為了避開這種吵人的影響,徐徒然乾脆放任自己陷入了沉睡,卻因為育者的靠近,不可避免地做起了噩夢。
而就是在這噩夢之中,被消化了一半的匠臨四合一終於找到機會。它藉由徐徒然的噩夢,溯游到了普通人的夢境之中,並以此為出口,逃回了現實之中。迴歸現實後,它又控制了數名人類,再次進行了祈求育者降臨的儀式——「不僅如此,它在逃走時,還從你的噩夢中偷走了部分力量。」系統道,「你當時快氣炸了。」
——永晝是從長夜中偷來的。
這句話瞬間浮上腦海。徐徒然抿了抿唇,問道:「然後呢?」
系統非常簡潔:「然後你就被錘爆了。」
徐徒然:「……」
……??!
等等,什麼玩意兒?
「被錘爆了啊,被育者。」系統道,「有了祈禱,祂就能下來了。你又沒破殼,難道還想和祂對打嗎。」
準確來說,徐徒然還不是最先被錘爆的。第一個被錘爆的是楊不棄——或者說,當時的古意志。
和徐徒然不同,古意志一直處在淺眠的狀態。在育者降落之後,也是他第一個清醒過來。儘管知道打不過,他還是第一時間衝了出去,試圖造出第一道防線。

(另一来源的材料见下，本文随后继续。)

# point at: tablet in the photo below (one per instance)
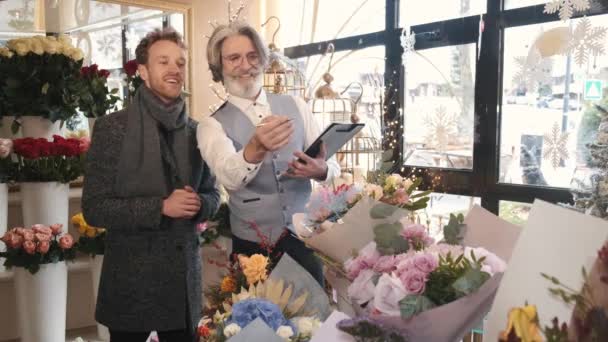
(335, 136)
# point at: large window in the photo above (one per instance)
(474, 108)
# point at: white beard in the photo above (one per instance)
(246, 91)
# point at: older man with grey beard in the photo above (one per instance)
(252, 144)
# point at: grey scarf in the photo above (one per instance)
(154, 159)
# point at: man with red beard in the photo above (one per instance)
(251, 144)
(145, 182)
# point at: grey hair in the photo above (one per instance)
(235, 28)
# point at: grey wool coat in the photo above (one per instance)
(151, 277)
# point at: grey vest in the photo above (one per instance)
(268, 201)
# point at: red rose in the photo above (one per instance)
(85, 143)
(84, 71)
(131, 68)
(104, 73)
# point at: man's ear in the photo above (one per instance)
(143, 71)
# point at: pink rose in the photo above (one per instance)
(414, 281)
(40, 228)
(201, 227)
(43, 247)
(353, 267)
(43, 237)
(362, 289)
(29, 247)
(66, 241)
(389, 291)
(425, 262)
(401, 197)
(15, 241)
(28, 235)
(56, 228)
(385, 264)
(369, 255)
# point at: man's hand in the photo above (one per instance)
(271, 134)
(315, 168)
(182, 203)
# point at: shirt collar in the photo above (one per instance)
(244, 104)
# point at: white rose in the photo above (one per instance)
(407, 183)
(64, 39)
(305, 326)
(393, 180)
(285, 332)
(231, 330)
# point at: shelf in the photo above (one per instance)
(81, 264)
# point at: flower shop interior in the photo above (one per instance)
(469, 220)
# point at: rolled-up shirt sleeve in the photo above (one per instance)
(217, 150)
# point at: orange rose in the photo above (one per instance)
(254, 267)
(66, 241)
(56, 228)
(29, 247)
(228, 285)
(28, 235)
(43, 247)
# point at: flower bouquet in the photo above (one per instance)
(403, 280)
(97, 100)
(352, 211)
(31, 247)
(92, 239)
(589, 321)
(285, 305)
(40, 160)
(40, 76)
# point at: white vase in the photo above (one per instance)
(3, 216)
(39, 127)
(5, 128)
(91, 125)
(102, 331)
(45, 203)
(41, 302)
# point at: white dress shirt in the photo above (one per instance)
(228, 164)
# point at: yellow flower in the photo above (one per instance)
(228, 285)
(91, 232)
(254, 267)
(525, 323)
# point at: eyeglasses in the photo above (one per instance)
(236, 60)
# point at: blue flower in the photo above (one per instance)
(246, 311)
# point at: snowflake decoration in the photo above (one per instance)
(566, 8)
(555, 145)
(107, 45)
(408, 41)
(132, 40)
(533, 71)
(441, 128)
(586, 40)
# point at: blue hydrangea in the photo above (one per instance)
(246, 311)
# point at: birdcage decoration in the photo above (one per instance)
(282, 75)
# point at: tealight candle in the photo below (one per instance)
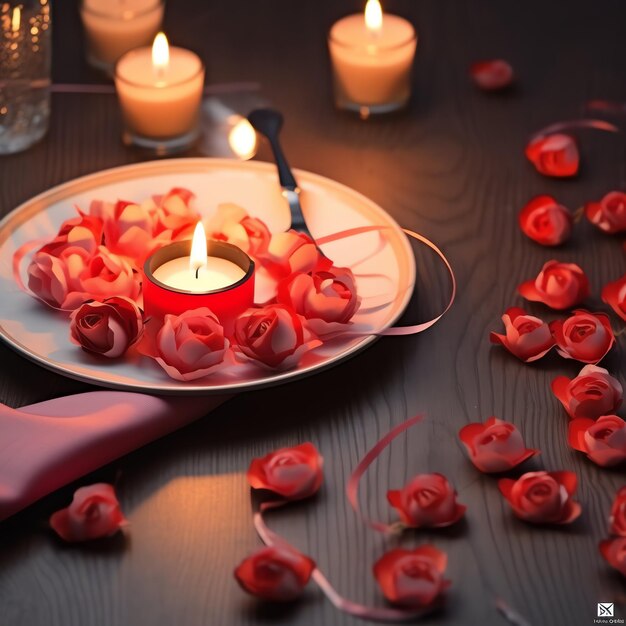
(371, 56)
(160, 90)
(113, 27)
(188, 275)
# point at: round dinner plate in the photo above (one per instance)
(382, 261)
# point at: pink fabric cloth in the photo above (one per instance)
(47, 445)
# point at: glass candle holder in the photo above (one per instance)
(372, 69)
(160, 106)
(113, 27)
(25, 53)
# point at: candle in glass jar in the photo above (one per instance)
(113, 27)
(160, 90)
(371, 56)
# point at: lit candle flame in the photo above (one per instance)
(242, 139)
(160, 54)
(373, 16)
(16, 19)
(198, 257)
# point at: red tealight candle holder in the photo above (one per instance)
(226, 302)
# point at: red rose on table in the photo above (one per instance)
(555, 155)
(326, 298)
(495, 446)
(94, 513)
(594, 392)
(614, 294)
(609, 214)
(106, 273)
(545, 221)
(272, 337)
(617, 517)
(108, 328)
(276, 574)
(527, 337)
(291, 252)
(584, 336)
(542, 497)
(427, 501)
(190, 345)
(603, 441)
(492, 75)
(413, 578)
(614, 553)
(558, 285)
(293, 473)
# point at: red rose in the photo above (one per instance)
(412, 577)
(326, 298)
(545, 221)
(427, 501)
(617, 518)
(94, 513)
(293, 473)
(614, 552)
(584, 336)
(554, 155)
(542, 497)
(603, 441)
(592, 393)
(614, 294)
(190, 345)
(272, 337)
(609, 214)
(495, 446)
(527, 337)
(558, 285)
(291, 252)
(108, 328)
(276, 574)
(492, 75)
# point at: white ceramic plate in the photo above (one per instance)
(42, 335)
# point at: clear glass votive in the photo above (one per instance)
(113, 27)
(25, 53)
(372, 70)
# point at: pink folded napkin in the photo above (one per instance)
(46, 445)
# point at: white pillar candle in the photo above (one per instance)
(371, 56)
(113, 27)
(160, 90)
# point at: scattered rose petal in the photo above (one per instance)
(614, 294)
(554, 155)
(427, 501)
(527, 337)
(293, 473)
(594, 392)
(609, 213)
(107, 328)
(558, 285)
(94, 513)
(413, 578)
(603, 440)
(542, 497)
(278, 574)
(545, 221)
(492, 75)
(614, 553)
(617, 517)
(272, 337)
(584, 336)
(495, 446)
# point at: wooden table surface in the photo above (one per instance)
(451, 167)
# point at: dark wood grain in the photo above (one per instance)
(451, 167)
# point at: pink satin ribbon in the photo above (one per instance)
(47, 445)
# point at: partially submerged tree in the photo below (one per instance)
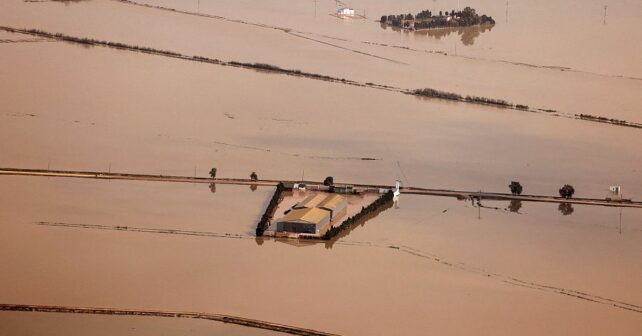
(515, 188)
(515, 205)
(567, 191)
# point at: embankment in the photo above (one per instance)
(239, 181)
(262, 67)
(176, 314)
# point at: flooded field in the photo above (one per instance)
(427, 265)
(269, 280)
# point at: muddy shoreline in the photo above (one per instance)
(157, 313)
(239, 181)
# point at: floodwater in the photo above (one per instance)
(55, 324)
(544, 58)
(79, 242)
(355, 204)
(359, 286)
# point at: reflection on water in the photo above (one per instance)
(515, 205)
(565, 208)
(468, 34)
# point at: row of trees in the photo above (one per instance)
(253, 175)
(425, 19)
(567, 191)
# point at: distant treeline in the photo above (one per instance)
(425, 19)
(608, 120)
(432, 93)
(264, 223)
(380, 202)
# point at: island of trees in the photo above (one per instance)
(426, 20)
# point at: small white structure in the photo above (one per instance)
(345, 12)
(397, 190)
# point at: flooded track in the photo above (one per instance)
(238, 181)
(157, 313)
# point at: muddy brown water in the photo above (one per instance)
(520, 51)
(358, 279)
(70, 107)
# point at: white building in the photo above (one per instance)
(345, 12)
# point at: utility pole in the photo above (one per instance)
(620, 220)
(507, 10)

「具體我不清楚。當時我和你一起睡著。總之等你醒了之後,他那麼大一塊……一個古意志,就沒了。」
系統本想說「一塊肉」,注意到徐徒然不善的臉色,又迅速改了口。
徐徒然曲起手指,輕輕敲打起桌面,過了一會兒,才道:「可他現在還在。」
「那是他運氣好。」系統道,「他在消逝前,將自己的秩序能力留給了你。又正好你被他隕落的動靜驚醒,就當場撈了他一把。」
當時的徐徒然,雖然還沒破殼,但已經有一個傾向攀至頂端,具備了成「神」的資質。
而神,自然是可以欽點神使的。所以她便直接將楊不棄留給她的「秩序」視作祭品,以此為契機,賦予了楊不棄「伴生」的身份。
……然而很可惜,這個「伴生」身份也沒有維持多久。因為就在他晉升位份後不久,徐徒然就也被育者拍死了。
「不過也算你機智,給自己留了後手。」系統語氣中帶上了幾分喟嘆。
徐徒然怔了一下,似有所悟地抬頭,目光落在上方的斑斑光點上:「信仰盒子?」
系統:「信仰盒子,本質是預知傾向延伸出的能力。關於具體作用,你應該已經有體會了。」
徐徒然回憶了下手頭那個迷你版信仰盒子的運作方式,恍然大悟地點頭:「你的意思是,我擷取了一些人的時間碎片,關進了一個盒中世界。而這些人,應當是過去的我的信仰者……」
「不是一些人。」系統糾正,「是整個世界。」
「隨著楊不棄和你的隕落,這個世界也分崩離析。而你,則利用最後的力量,擷取了整個世界倒數十年的時間,將它們全都存進了盒子裡。」
楊不棄是這個星球的古意志。他所孕育出的生命,天生就帶著對徐徒然的信仰。
而徐徒然經年累月光臨他人的夢境,其形象也早已被人類捕捉、演化、追逐,潛移默化間,擁有了另一批信徒。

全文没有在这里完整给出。